After meeting with the lead developer until close to 6, I walk onto Marylebone Street with determined enthusiasm to finally take some time for me -- to enjoy the city.
The discussion was a good one -- scalable infrastructure, common code base, personalization, syndication, global expansion and the benefits of an in-house e-mail management system vs.an ASP model -- but it was time to go.
After splashing some water on my face and brushing my teeth, I head over to Baker Street and buy a one-day Tube pass, which gives me access to London's version of the sardine sandwich. In Boston, people don't appreciate how much space they have on the Green Line during rush hour. This was shoulder rush hour in London -- close to 7 p.m. -- and the Jubilee Line South line was packed.
The sun is easing into the Thames and I'm standing in the wrong line for an Eye ticket.
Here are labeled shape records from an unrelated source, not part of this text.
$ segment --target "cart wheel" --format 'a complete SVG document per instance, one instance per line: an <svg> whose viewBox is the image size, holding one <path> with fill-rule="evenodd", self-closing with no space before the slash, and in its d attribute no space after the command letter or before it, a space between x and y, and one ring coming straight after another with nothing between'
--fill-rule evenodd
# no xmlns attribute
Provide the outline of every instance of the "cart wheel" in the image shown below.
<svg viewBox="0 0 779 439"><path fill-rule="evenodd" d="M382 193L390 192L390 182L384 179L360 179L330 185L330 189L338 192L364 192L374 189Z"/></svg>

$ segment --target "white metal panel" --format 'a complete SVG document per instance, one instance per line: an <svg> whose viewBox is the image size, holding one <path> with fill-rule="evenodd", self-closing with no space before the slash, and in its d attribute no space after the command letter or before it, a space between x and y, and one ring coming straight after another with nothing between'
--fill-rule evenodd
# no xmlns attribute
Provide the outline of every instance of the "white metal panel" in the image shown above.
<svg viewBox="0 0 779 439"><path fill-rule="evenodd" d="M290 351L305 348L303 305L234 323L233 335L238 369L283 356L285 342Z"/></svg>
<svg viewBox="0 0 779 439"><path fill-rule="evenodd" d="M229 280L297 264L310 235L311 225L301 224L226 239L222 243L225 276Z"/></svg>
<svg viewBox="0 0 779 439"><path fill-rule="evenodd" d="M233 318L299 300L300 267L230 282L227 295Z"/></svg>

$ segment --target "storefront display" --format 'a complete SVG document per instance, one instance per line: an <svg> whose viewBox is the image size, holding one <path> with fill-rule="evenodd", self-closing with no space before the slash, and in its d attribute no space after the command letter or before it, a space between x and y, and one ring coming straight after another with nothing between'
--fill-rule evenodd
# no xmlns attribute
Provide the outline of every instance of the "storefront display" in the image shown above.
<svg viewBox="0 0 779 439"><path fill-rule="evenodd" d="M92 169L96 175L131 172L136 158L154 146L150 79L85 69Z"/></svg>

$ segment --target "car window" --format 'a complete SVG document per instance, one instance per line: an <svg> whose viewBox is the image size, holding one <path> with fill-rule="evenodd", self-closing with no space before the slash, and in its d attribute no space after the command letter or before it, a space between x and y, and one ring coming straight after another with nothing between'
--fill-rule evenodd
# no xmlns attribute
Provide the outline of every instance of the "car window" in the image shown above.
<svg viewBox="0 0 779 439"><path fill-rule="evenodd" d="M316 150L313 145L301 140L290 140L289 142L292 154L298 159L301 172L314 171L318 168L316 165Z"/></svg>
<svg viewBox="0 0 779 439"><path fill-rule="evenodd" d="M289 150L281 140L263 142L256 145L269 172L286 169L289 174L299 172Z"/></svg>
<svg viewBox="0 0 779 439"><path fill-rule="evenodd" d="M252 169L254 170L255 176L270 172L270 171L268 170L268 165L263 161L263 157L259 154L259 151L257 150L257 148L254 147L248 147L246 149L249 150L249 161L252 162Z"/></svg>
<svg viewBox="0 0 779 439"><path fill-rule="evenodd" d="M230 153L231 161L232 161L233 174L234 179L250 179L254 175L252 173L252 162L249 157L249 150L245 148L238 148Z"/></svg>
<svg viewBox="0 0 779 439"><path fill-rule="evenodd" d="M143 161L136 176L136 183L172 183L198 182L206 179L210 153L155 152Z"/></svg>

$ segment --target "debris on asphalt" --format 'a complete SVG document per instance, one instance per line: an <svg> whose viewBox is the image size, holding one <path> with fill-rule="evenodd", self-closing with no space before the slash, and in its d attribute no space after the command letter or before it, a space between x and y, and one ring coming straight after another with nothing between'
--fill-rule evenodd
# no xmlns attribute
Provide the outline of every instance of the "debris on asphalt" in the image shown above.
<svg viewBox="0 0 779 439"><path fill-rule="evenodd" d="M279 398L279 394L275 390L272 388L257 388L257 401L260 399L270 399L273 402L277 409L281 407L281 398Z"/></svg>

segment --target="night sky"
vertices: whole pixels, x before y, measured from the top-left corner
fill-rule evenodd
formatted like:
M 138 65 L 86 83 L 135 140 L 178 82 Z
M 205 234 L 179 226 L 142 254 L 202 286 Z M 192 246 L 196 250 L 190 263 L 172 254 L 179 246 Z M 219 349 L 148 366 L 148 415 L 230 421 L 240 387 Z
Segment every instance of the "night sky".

After checking out the length of the correct line, I choose to walk rather than spin.
Big Ben is amazing. Elementary textbook education come to life. It's just there, no matter where you walk. Parliament is obscenely pristine in his regality and glitter, and Big Ben just stands there, a phallic symbol of our youth yet current in its relevance.
After a healthy walk and many pictures, I return to the Tube and re-emerge on Baker Street.
Then I get lucky.
Getti, a wonderful restaurant on Marylebone, has a just-cleared table on the edge of the sidewalk, premium seating on a steamy July evening. My timing is perfect. The maitre d' asks if I'm alone or if anyone will be joining me. Tonight, I'm alone.
And I enjoy grilled swordfish, green beans, warm raisin bread and a glass of Barbera under a tempered street lamp, passersby eying my enviable leisure expression.
Nice to spend some time with you.
But I'm ready to go home.
That's where life and love wait anxiously.